Julie Tongs, chief executive of the Winnunga Nimmityjah Aboriginal Health Service, has repeatedly complained of the complete silence.
"Not a single request by Winnunga Nimmityjah or by his mother ... over the 14 months between Steven Freeman's vicious bashing and his tragic death for information about the bashing, its investigation, his treatment or care has been met," Tongs told Moss.
"It is unconscionable that it was more than eight weeks after Steven's death that his distraught and grieving mother and family were finally advised how he died. The universal unanswered question in the Canberra Aboriginal and Torres Strait Islander community is: 'What are they trying to hide?' "
She quoted a 2011 speech by Hal Wootten, one of the royal commissioners, which might have provided the police, prison, directorate and minister with their 2016 script:
"Wootten said: 'Again and again [during the 1987-91 inquiry] one found that the system of ... investigations operated not to make custodial officers accountable but to protect them from scrutiny. Inadequate police investigations were commonly rubber-stamped by ritualistic coronial inquiries in which the adequacy and competency of the police inquiry went unquestioned and custodial practices went unscrutinised.'
"Wootten cited a submission noting that: 'There is a very great temptation on the part of custodial officers to be secretive. Instead of regarding relatives and their legal representatives, such as the Aboriginal Legal Service, as genuinely concerned people who want to know what happened, there is a tendency to treat them as trouble makers to be denied knowledge in case they misuse it, or (patronisingly) as people who should not be told things that might upset them.'
"Mr Wootten concludes that 'a particularly undesirable practice is the use of the coroner or a pending inquiry as a shield behind which investigative officers hide', " Tongs said.
The ACT can do better than this. The triumphant Chief Minister, Andrew Barr, has committed himself to an anti-corruption mechanism, if in terms that made some critics fear he had in mind only a body that might investigate bureaucrats but not ministers.
Yet the references he gave to interstate bodies imply that his commissioner, however named, must have wide jurisdiction, complete independence of action, and the capacity to decide what to investigate and how. This is what Rattenbury has said he will demand.
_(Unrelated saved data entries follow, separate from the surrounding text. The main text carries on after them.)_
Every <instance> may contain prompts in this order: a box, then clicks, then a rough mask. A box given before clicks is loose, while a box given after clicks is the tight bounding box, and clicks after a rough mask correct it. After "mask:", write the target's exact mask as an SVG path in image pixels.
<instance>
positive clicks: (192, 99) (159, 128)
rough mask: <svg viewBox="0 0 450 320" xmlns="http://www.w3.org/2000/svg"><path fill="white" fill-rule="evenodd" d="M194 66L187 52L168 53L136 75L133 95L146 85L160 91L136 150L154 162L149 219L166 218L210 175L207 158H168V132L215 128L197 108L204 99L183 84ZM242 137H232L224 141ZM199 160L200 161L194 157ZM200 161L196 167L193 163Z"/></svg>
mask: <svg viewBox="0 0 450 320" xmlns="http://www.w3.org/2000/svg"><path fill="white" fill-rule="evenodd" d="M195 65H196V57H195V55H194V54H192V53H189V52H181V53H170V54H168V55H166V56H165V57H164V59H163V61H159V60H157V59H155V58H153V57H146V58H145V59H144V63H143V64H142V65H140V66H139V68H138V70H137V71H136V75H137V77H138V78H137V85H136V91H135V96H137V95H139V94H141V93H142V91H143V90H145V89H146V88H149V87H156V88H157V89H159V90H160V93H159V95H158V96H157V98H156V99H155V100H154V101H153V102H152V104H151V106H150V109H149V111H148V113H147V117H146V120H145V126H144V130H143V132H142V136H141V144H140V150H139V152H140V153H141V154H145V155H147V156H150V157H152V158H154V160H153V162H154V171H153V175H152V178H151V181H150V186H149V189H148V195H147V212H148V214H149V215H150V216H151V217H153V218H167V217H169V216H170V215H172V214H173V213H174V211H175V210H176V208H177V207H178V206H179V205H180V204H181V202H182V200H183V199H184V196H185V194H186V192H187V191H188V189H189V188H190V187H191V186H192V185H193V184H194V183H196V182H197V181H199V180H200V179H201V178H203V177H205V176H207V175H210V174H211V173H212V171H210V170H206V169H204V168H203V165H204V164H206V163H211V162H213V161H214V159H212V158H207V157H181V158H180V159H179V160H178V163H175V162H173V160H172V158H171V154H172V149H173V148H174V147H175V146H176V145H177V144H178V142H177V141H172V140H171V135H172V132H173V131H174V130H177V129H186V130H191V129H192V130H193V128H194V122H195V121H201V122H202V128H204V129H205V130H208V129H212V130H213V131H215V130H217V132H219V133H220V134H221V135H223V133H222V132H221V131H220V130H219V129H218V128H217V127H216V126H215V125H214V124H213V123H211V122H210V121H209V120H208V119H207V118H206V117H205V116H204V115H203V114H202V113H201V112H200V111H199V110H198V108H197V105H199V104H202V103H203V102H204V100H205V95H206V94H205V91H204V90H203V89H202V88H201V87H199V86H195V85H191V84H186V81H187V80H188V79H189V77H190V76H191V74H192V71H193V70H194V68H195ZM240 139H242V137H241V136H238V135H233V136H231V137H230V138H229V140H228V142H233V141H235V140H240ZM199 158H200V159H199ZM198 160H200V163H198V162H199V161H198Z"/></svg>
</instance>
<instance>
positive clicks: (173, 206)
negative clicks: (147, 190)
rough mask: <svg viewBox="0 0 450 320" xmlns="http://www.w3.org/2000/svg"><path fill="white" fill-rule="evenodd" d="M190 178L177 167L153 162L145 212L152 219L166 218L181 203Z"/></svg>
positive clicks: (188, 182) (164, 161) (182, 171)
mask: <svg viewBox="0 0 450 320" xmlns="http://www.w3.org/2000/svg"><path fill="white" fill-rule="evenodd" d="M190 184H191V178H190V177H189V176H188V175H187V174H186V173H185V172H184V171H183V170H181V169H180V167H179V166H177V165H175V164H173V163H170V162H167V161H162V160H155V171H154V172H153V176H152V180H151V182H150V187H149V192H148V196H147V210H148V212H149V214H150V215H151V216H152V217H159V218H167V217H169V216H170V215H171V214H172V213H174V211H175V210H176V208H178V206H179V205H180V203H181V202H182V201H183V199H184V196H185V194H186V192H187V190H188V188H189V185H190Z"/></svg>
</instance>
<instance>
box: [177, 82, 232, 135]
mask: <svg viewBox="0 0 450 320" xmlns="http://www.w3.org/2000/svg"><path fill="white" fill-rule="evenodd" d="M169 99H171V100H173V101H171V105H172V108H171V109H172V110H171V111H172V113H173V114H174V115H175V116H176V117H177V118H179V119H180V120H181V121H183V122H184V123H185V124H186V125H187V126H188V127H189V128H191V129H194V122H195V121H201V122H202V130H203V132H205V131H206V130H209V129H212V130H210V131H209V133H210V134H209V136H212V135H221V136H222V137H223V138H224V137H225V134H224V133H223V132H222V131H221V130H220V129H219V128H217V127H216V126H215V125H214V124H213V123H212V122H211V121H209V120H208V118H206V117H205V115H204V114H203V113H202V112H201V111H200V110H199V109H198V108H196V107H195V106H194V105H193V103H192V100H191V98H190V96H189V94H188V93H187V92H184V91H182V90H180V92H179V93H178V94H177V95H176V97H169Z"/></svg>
In some jurisdictions, commissions hold public hearings, at least after investigations reach the point that there is smoke and fire. In others, the assumption is that investigations will be behind doors, though commissioners can decide to hold open hearings and can issue public reports.
Barr is not on the record as expressing a view. But Green representatives, on whom a Barr government must depend, have said they want as open a system as possible. After all, the very germ of the problem that has led to demands for an anti-corruption commission has been about secrecy, secretiveness and a indisposition to be open, transparent or subject to critical review.
That describes the Freeman death as much as any of the eyebrow-raising development initiatives of recent times.
Jack Waterford is a former editor of The Canberra Times.